Al-Hajj Malik El-Shabazz (Malcolm X)

For context, it was roughly three months after Malcolm X penned this letter that Lyndon Johnson was able to sign the Civil Rights Act into law. Another year would pass before Johnson signed the Voting Rights Act.

Because my first real education on Islam and the Hajj came through this route, I probably have had a kind of idyllic idea in my head about the post-racial Kumbaya post-sectarian aspects of the world’s second-largest religion. Or, maybe things today are just a lot more difficult and tense than they were in 1964.

What I do know is that it makes me sad to contemplate the prospect that Syed Rizwan Farook, who took so many lives in San Bernardino, was radicalized when he went to the Hajj in Saudi Arabia to meet his wife, Tashfeen Malik. Since she appears to have pledged her loyalty to ISIS on her Facebook page, maybe she was the vehicle of his radicalization.

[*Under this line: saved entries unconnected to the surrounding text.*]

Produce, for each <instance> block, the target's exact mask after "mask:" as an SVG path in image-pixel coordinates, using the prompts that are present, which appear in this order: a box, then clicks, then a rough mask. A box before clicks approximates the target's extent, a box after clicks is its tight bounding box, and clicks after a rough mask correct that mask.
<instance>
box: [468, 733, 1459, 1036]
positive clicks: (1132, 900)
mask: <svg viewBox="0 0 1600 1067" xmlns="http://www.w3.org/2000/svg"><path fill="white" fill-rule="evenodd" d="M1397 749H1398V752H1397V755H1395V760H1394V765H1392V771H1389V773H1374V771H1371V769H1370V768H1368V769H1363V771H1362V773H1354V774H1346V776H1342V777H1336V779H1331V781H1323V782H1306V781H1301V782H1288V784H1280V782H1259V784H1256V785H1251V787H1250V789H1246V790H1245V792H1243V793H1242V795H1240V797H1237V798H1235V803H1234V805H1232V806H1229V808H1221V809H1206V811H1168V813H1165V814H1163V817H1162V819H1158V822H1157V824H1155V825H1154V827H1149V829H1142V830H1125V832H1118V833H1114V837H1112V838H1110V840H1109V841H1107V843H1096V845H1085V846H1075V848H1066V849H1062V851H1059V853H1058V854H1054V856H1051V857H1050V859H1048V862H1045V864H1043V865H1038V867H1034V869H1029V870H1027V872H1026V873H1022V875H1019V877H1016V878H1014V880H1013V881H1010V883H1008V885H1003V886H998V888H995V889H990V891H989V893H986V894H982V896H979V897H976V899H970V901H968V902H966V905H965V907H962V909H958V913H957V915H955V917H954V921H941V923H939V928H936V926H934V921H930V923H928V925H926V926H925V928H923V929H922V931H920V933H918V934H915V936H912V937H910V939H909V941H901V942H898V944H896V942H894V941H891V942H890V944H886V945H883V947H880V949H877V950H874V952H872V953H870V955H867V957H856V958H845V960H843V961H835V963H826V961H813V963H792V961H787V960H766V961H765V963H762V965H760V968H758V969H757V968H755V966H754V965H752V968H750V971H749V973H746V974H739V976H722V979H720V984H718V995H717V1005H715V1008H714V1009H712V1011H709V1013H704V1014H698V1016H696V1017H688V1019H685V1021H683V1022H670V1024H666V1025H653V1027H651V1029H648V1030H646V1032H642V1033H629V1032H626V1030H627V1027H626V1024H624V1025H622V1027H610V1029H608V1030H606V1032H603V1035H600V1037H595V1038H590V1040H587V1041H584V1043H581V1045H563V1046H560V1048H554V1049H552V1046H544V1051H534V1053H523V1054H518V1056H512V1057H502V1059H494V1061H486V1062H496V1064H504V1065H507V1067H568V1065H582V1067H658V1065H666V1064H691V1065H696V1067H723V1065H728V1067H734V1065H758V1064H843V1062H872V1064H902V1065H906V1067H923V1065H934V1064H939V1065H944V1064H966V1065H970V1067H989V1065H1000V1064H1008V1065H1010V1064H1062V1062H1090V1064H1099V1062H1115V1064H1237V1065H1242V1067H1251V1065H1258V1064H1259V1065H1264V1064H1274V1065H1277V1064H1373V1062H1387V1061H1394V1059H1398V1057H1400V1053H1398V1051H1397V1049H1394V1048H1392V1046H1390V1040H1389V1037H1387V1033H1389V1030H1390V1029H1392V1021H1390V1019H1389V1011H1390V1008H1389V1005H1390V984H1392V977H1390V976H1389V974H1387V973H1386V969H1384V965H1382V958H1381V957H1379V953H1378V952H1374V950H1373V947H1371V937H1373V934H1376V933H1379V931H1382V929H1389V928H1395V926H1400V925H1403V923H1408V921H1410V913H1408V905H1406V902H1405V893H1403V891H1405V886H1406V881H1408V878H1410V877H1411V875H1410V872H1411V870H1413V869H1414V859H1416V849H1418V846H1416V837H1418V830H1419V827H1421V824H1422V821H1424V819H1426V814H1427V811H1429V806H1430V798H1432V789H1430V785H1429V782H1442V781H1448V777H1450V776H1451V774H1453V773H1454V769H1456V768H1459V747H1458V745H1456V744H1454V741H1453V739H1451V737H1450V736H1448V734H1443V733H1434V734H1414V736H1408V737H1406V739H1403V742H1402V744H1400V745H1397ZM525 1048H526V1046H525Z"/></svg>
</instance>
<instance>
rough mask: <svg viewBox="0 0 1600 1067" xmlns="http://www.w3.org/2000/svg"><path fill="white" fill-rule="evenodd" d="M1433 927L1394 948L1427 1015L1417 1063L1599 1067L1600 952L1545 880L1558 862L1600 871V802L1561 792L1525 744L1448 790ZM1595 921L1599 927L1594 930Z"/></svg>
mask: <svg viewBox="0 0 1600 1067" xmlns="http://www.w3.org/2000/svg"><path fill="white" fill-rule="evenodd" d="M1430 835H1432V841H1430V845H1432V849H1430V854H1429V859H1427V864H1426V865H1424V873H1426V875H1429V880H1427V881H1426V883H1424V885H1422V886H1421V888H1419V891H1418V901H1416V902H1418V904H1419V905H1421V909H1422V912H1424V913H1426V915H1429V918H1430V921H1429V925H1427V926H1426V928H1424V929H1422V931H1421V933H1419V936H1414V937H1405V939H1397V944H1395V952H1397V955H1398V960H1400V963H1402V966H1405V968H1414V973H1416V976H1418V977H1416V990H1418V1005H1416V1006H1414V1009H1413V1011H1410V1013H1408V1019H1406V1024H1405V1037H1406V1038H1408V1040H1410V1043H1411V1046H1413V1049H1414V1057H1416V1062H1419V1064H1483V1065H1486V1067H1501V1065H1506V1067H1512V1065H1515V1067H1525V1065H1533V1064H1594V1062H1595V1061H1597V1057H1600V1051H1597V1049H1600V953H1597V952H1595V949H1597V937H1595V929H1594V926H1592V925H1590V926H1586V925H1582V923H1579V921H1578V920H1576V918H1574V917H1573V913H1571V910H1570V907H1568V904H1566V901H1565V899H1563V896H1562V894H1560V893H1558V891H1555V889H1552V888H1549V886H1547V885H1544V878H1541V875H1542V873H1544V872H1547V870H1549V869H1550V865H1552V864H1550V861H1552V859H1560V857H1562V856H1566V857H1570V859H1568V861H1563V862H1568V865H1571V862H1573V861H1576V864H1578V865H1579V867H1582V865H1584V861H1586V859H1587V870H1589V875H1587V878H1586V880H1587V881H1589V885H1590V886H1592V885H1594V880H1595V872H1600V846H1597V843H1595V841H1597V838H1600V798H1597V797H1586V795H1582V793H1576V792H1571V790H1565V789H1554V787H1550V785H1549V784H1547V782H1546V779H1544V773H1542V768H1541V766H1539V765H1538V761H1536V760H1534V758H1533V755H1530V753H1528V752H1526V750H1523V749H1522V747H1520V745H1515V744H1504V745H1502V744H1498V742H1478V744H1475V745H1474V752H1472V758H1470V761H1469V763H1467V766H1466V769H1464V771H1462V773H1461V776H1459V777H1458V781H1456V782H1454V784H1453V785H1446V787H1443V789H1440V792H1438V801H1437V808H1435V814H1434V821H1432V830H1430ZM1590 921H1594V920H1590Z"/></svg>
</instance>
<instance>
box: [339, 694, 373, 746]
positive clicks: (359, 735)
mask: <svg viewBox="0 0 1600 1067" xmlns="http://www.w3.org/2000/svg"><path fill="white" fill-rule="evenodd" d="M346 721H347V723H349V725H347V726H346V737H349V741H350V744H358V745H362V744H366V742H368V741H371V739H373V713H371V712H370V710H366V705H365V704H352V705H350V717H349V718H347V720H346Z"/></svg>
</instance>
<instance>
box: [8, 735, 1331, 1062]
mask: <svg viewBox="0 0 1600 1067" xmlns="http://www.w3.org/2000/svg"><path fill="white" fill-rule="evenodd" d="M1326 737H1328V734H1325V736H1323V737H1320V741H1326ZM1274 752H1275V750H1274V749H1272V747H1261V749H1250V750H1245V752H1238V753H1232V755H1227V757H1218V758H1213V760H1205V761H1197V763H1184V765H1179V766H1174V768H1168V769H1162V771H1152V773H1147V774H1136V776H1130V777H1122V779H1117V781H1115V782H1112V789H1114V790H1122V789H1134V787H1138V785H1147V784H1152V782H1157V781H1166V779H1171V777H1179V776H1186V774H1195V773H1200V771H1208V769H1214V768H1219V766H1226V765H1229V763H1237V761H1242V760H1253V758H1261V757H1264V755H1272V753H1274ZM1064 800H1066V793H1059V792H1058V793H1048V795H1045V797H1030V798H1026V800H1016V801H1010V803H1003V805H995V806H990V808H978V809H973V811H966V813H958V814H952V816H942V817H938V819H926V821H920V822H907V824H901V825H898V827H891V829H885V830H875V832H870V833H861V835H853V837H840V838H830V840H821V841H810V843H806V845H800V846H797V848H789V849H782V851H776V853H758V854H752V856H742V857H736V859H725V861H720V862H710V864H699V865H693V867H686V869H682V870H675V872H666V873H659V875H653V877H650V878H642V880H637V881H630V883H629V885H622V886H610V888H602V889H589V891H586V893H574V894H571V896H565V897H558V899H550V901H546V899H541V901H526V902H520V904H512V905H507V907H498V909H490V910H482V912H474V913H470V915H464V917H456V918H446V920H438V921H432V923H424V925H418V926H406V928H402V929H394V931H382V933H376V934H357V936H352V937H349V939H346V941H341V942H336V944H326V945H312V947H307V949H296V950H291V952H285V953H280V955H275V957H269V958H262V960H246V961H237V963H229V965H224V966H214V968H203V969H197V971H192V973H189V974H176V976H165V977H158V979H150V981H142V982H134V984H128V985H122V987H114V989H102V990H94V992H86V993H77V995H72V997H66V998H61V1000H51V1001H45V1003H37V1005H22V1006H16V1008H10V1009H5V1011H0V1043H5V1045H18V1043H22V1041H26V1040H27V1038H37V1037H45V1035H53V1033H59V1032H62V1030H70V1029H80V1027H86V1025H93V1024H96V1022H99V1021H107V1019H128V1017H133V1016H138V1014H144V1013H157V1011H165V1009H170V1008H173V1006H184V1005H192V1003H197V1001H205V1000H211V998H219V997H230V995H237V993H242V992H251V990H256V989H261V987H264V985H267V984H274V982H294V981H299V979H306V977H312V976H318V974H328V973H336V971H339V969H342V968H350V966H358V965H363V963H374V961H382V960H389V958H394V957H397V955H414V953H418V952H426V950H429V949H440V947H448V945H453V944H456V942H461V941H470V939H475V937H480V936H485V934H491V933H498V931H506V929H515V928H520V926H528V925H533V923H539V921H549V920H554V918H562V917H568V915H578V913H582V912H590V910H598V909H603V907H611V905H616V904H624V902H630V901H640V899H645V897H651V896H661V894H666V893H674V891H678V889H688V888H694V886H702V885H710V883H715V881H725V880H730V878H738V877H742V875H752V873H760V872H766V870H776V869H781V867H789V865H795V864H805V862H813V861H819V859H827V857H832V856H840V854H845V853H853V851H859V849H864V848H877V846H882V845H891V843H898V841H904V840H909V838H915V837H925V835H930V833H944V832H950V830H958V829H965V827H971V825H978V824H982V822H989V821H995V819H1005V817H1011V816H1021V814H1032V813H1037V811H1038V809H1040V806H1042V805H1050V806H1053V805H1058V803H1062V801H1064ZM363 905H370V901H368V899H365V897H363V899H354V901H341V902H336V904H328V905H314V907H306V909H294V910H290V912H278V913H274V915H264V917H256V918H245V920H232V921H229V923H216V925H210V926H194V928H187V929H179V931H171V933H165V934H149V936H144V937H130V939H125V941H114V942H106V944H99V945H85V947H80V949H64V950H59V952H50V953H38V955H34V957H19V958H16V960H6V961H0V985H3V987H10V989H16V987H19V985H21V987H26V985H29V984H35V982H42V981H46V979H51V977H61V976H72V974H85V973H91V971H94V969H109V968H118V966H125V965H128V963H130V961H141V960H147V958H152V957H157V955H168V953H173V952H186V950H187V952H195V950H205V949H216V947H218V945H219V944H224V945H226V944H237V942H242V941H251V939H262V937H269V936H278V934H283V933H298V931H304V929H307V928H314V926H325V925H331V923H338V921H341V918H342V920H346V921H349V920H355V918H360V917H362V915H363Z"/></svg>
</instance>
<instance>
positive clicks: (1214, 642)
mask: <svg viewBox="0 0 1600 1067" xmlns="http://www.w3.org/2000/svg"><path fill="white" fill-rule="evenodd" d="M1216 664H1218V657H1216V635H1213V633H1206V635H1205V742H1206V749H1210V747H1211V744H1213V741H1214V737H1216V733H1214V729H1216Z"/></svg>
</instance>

What’s really driving ISIS is less their animosity to the West than their desire to win a sectarian war against Assad’s Alawite regime and the Shiites of Iraq. So, in a way, the blowback we’re getting isn’t just explained by our decision to shatter the status quo in the Middle East by invading Iraq and toppling the Sunni-dominant Baathist regime there. It’s equally explained by the internal sectarian strife that is roiling the Muslim world right now. The former may have lit the spark that ignited the latter, but it alone doesn’t fully explain what is happening. The rift within Islam goes back to its very beginnings. And the animosities between Arabs and Turks and Kurds and Persians existed long before Malcolm X visited Mecca in 1964, and they persist to this day.

In other words, things were never as peaceful and lacking in acrimony and prejudice as Malcolm X portrayed them. Yet, I think his letter is a good reminder that Islam at its best is a powerful uniter of peoples and cultures. That’s America at its best, too.